`Baseline Killer' Penalty Phase In Homestretch As Goudeau Again Calls It Quits

The jurors may be deciding if Mark Goudeau should go to death row sooner than anticipated, thanks to yet another turn of events in the penalty phase of the recently convicted serial killer's trial. 

The `Baseline Killer,' convicted late last month of nine murders and dozens of other violent crimes stemming from a spree in 2005-06, told a judge yesterday that he doesn't want anyone from his family to testify as mitigation witnesses in his defense.

Before going further into what happened yesterday, we should remind readers about our story, "Waiting For Goudeau," in the current issue of New Times.

Check it out!    

Goudeau in an earlier hearing had rejected his attorneys' attempts to present possible mitigating evidence in his favor, telling Superior Court Judge Warren Granville that his defense team had been "blowing smoke up my ass for going on five years."

But Goudeau subsequently changed his mind, and the mitigation portion of the penalty phase began late last week with testimony from a psychologist about the 47-year-old Phoenix man's difficult upbringing and family dysfunction.
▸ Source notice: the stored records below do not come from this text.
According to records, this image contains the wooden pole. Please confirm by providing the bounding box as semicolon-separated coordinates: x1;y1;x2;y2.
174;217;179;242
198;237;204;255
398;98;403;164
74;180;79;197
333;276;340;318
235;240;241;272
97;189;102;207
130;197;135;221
The psychologist spoke of Goudeau's late father, who apparently impregnated several women in his neighborhood over time, adding to the 13 or 14 children he had with Goudeau's mother. (This testimony gave rise to some layman's analyses among court watchers, i.e. that Mark Goudeau wasn't as good at the art of seduction as was dear old dad, so instead he simply killed and/or sexually assaulted his many victims).
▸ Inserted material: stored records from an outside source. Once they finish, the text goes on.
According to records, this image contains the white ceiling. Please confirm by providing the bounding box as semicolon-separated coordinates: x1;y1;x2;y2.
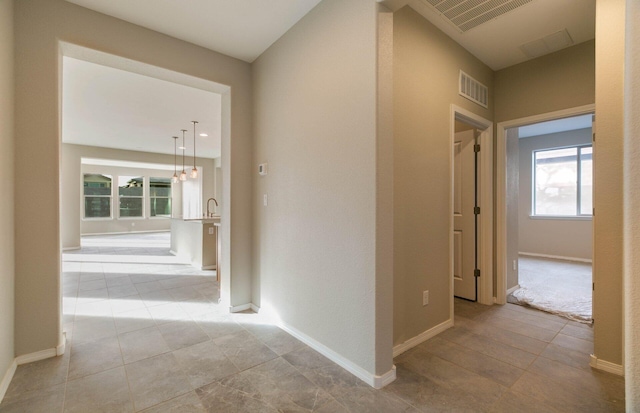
62;56;222;159
65;0;323;63
384;0;595;70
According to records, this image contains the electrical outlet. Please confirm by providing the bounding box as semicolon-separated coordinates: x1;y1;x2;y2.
208;227;214;235
263;194;268;206
422;290;429;306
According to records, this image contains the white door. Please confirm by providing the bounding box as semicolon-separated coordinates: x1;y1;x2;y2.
453;129;477;300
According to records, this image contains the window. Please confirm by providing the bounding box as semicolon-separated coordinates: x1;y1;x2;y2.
149;177;172;217
84;174;112;218
118;176;144;218
533;145;592;217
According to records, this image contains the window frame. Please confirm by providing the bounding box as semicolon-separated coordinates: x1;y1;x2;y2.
531;144;593;219
83;173;113;220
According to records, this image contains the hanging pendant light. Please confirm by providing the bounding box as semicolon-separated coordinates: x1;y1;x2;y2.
190;121;199;179
171;136;179;183
179;129;188;181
Yesterday morning, Goudeau was listening in to a second mental-health expert testifying in his defense when he said something to his lead attorney, Randall Craig. Seems that Goudeau had heard more than enough, and didn't wish to continue with any more "mitigation."

Goudeau politely confirmed his intentions to Judge Warren Granville. 

That mean subject to change during today's hearing scheduled to start at 10:30 a.m., that the jurors won't be taking testimony as previously thought from wife Wendy and two of Goudeau's sisters. (We really wanted to see true believer Wendy on the stand, but whatever.) 

If so, the 12-person panel may be retiring to deliberate Goudeau's fate on the nine first-degree murder convictions much sooner than was anticipated. If they do decide to spare his life, the nine murder sentences will be tacked on to the 438-year prison term that the serial killer/rapist already is serving for the 2005 sexual assaults of two south Phoenix sisters.

Safe to say that Mark Goudeau is going to die in prison, by the government's hand or not.

Judge Granville, by the way, will be handling the sentencing phase of the other 58 felony convictions in this case--rapes, kidnappings, armed robberies, and so on. In Arizona, jurors, not judges, decide the sentence (life or death) in capital cases. 

We are finishing a yarn on other matter today, but will try to sneak away from the PC and head down to court for the 10:30 hearing.